A seguir, vamos analisar as alternativas e justificar por que a alternativa correta é a letra A.
Alternativa A: A falta de dedicação diária compromete o relacionamento a distância.
Essa é a alternativa correta. O texto de Rubem Braga sugere que, com a distância, o relacionamento pode tornar-se apenas uma troca de correspondências que perde significado com o tempo, transformando-se em "um maço de papéis escritos no fundo de uma gaveta". A ideia central é que, sem a dedicação do dia a dia, o amor se esvai.
Alternativa B: Diversos casais estão juntos e estão distantes; quase não se encontram.
Esta alternativa está incorreta porque não reflete a essência do texto. A crônica não discute a situação de vários casais, mas foca em um exemplo específico para ilustrar a dificuldade do amor a distância.
Alternativa C: Quem está longe substitui prioridades, e a outra pessoa vira rapidamente saudade e fantasia.
A afirmação está parcialmente correta, mas não capta com precisão a mensagem do texto.

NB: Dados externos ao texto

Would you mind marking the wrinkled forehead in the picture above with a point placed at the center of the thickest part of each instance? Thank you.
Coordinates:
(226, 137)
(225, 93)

O autor ressalta mais a questão da perda gradual do vínculo emocional do que a substituição de prioridades. O foco é na deterioração da relação devido à distância.
Alternativa D: O tempo dificulta consideravelmente a comunicação entre as pessoas que se amam a distância.
Embora o tempo seja um elemento importante na crônica, o autor enfatiza que a verdadeira questão é a falta de contato físico e cotidiano que compromete o amor. O tempo afeta, mas é a ausência da convivência diária que é mais crítica.
Portanto, a alternativa A é a que melhor sintetiza a mensagem do texto de Rubem Braga.